More examples of behavior-based questions include:
Pro tip: Help set candidates up for success and take the guesswork out of things by explicitly naming your core competencies in your job description.
Trial projects or work sample tests are the best predictors of a new hire’s performance. Trial projects assess a candidate’s hard skills through a task that relates to the core part(s) of the role, including project management, writing ability, coding, sourcing, etc. For many of BR’s own positions across different divisions and experience levels, candidates take a writing test specific to the role, and we use a rubric to determine the quality of the submission.
Consider what’s important to the role and create the assignment around that, and be sure to only judge based on that criteria. For example, if you’re looking for someone who can create big ideas and their work will be copyedited by someone else, you may be losing out on an ideal hire by marking them down for an errant typo or two.
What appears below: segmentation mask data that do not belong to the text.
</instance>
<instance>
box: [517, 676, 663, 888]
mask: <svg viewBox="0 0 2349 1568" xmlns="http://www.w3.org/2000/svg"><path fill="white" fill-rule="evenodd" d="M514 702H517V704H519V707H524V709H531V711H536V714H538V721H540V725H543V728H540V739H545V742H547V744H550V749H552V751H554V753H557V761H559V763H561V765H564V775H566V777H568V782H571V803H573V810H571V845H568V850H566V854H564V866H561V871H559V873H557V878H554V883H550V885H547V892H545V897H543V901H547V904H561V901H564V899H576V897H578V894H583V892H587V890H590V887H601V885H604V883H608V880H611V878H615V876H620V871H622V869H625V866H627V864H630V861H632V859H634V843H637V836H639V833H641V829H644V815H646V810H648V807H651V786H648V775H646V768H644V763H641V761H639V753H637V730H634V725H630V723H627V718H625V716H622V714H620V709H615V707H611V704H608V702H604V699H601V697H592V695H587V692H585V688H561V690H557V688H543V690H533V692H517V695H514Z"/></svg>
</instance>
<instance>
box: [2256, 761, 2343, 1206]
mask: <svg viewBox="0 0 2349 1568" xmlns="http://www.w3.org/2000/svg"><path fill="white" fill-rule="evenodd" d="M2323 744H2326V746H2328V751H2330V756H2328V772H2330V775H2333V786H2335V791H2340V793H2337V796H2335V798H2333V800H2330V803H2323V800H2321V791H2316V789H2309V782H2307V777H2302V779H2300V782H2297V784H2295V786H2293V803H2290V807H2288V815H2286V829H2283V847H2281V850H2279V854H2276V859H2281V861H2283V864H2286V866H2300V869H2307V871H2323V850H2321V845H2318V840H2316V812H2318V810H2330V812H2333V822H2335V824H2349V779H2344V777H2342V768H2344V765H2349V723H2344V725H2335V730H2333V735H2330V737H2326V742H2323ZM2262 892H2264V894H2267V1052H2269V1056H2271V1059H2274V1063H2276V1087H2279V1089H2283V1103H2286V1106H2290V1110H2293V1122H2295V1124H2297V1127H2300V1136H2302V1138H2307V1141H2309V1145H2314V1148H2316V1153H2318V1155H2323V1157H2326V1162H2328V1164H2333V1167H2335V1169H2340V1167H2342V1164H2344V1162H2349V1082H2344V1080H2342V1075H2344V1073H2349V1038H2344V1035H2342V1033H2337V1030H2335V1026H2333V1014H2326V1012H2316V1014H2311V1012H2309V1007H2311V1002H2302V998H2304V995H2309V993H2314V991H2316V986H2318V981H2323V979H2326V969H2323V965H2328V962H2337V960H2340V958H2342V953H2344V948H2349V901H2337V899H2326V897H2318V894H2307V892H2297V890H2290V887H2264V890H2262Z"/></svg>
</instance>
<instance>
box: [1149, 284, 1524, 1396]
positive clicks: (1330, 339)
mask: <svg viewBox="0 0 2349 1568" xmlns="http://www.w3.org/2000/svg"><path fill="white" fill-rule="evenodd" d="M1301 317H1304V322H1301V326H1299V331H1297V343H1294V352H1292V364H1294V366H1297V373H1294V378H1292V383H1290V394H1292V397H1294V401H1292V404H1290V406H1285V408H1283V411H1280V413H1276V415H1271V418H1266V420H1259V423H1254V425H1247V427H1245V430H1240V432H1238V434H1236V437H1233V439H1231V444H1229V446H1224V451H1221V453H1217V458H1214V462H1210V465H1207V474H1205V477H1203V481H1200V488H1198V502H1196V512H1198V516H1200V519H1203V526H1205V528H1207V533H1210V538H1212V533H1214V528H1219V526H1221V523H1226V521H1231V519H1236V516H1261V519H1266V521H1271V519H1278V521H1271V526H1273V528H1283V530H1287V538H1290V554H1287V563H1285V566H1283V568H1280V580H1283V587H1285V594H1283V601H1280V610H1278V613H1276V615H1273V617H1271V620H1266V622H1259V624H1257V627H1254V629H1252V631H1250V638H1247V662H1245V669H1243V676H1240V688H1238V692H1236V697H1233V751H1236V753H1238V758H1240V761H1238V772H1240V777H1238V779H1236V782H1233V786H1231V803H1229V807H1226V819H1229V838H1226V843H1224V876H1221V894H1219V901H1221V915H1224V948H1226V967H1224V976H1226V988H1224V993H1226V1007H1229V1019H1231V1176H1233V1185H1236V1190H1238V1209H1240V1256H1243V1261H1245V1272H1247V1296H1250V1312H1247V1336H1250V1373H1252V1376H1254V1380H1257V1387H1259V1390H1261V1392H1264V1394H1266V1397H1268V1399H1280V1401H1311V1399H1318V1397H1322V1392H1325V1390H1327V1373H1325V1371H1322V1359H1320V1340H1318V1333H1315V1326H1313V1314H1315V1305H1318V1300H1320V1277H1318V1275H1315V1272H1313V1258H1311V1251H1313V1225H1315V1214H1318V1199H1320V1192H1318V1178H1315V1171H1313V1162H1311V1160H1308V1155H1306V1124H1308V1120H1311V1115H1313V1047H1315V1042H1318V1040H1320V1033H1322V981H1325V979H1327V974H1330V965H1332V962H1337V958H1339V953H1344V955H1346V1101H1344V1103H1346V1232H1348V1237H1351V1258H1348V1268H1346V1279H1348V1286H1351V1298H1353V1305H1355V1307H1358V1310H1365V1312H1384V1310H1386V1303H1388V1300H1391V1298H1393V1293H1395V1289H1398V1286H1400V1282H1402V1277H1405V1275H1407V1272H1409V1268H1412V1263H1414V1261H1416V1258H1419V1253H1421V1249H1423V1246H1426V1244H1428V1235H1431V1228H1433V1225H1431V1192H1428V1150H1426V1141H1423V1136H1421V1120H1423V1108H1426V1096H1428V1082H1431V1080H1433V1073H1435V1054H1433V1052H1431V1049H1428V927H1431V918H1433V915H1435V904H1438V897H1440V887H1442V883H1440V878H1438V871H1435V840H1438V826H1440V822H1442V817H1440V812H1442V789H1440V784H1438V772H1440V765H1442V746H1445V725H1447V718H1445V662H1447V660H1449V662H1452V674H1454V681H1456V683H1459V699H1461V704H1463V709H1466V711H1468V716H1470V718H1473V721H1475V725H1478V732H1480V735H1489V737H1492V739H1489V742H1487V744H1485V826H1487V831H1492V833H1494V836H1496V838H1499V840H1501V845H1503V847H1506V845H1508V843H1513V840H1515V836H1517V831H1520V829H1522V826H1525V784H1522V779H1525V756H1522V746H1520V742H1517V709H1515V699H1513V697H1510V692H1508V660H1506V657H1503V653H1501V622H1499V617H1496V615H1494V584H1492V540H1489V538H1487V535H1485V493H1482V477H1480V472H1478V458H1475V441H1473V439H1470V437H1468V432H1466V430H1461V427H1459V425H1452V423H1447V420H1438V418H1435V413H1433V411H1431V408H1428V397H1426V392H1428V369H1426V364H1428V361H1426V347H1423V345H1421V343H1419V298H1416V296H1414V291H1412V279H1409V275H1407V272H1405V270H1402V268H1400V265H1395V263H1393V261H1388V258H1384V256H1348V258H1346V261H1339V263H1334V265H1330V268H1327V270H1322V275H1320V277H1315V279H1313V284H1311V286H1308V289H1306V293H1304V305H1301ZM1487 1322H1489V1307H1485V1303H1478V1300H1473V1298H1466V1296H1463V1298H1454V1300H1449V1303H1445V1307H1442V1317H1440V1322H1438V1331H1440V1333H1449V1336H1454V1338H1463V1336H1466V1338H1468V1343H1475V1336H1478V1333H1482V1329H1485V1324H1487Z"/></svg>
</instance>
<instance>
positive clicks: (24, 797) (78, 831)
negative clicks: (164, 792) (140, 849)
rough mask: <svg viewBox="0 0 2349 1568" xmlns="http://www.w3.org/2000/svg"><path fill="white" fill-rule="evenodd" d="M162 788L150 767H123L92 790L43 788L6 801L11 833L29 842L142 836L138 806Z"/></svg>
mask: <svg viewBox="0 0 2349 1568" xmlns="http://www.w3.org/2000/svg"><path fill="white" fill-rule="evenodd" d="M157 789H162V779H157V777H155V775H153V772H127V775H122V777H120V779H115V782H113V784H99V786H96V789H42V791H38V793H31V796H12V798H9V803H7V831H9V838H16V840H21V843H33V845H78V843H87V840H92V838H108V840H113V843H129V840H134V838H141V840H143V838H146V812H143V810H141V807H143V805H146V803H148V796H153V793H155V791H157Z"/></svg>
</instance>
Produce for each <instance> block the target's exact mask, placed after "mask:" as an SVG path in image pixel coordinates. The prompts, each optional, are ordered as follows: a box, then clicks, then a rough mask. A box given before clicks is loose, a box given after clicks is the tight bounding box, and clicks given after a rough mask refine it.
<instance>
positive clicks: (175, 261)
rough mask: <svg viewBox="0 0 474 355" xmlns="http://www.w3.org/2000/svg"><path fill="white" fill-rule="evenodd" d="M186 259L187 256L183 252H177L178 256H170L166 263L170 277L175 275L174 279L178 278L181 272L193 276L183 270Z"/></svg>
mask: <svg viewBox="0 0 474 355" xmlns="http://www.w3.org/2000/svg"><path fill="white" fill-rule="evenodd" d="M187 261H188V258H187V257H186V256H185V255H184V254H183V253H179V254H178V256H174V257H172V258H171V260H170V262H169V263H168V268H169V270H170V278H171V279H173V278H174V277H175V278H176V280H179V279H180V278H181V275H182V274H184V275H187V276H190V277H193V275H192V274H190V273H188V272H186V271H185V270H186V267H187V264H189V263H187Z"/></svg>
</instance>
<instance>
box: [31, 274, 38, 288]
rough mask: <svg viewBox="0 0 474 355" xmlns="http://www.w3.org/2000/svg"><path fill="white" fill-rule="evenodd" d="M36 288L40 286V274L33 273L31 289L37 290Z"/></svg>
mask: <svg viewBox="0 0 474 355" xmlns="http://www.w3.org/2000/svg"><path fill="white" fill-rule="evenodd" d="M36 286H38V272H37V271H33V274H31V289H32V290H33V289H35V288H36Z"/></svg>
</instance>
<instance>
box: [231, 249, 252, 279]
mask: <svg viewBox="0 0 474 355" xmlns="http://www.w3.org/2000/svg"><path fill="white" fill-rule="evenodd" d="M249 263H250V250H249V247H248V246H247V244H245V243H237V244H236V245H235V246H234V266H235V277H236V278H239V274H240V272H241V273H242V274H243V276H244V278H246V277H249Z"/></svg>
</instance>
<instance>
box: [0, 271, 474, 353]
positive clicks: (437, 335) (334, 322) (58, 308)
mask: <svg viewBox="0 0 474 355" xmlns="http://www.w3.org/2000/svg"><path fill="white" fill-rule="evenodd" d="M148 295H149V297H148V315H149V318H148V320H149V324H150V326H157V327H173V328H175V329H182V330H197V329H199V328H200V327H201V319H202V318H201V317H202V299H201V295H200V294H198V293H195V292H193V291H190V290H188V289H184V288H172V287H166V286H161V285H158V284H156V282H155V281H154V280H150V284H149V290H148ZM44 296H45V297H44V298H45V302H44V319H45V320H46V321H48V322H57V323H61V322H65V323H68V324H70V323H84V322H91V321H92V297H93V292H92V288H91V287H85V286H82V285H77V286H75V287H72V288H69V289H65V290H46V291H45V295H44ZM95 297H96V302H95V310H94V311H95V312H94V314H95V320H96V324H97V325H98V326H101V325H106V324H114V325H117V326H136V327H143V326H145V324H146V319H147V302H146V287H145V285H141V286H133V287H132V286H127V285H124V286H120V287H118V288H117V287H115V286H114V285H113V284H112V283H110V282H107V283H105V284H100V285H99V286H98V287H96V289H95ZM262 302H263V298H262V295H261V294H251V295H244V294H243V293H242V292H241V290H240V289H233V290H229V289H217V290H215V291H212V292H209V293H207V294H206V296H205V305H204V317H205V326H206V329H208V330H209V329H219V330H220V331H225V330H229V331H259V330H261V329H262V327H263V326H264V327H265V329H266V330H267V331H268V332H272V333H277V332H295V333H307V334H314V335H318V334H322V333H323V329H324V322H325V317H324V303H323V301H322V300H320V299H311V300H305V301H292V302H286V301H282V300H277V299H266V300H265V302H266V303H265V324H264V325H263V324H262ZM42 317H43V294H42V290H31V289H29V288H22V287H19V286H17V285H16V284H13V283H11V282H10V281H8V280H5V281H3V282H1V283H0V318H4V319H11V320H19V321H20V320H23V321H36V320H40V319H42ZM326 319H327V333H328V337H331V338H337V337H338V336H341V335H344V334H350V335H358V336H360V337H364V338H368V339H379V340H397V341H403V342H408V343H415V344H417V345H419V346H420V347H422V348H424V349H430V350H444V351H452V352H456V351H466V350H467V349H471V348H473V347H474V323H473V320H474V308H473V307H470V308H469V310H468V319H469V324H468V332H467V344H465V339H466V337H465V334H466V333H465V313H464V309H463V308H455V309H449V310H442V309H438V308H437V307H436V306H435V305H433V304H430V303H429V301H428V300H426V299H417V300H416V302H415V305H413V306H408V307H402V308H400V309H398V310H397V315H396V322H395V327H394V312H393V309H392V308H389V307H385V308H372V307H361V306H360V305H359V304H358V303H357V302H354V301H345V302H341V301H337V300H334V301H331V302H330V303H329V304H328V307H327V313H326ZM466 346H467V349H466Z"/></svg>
Additionally, ensure that your take-home project is realistic though will never be misinterpreted as free work by candidates, which can further increase disparity (unless, of course, you’re going to pay them for it). For example, to test a potential recruiter’s sourcing ability, ask them to find candidates for a given role in a region that your company isn’t located, or a role that you wouldn’t actually hire for often.
Pro tip: Consider, as we did this year at BR, implementing a recruitment process that promotes equity without attribution to individual candidates. Now, our hiring managers review writing test submissions without knowing the authors, which reduces bias and provides a more fair assessment of the actual work.
Maternity leave in the US has greatly evolved in the last decade. Once considered a rarity, to keep up with the demand for talent, many workplaces now offer paid maternity leave. However, paid paternity leave has been slow to catch up. If you offer more paid maternity than paternity leave, consider reworking your leave policy to include, like we do at BR, parental leave.
Parental leave offers the same time off for all new parents, regardless of gender, after a birth or adoption. (Be sure to check your state’s laws; in some places, this is inclusive and legally compliant.)
This not only gives all of your staff members the chance to bond with their new child, it helps show the value of all parents and shifts the narrative that anyone, not just women, can be caregivers.
Pro tip: Ask the people who know their needs best. Solicit your staff, in working groups, through surveys, or in preexisting affinity groups, which benefits would make the biggest impact. Work from there to create a benefits package that speaks to what your employees value.
We’ve only scratched the surface of inclusive hiring. There are many more ways to make your workplace and its interview process more diverse, equitable, and inclusive. (More to come: structured hiring, unconscious bias in job descriptions, and more!) While it undoubtedly takes a lot of time and effort, it’s more than worth it to invest in building a diverse team team and ensuring that the right people not only join, they feel supported, accepted, and stay.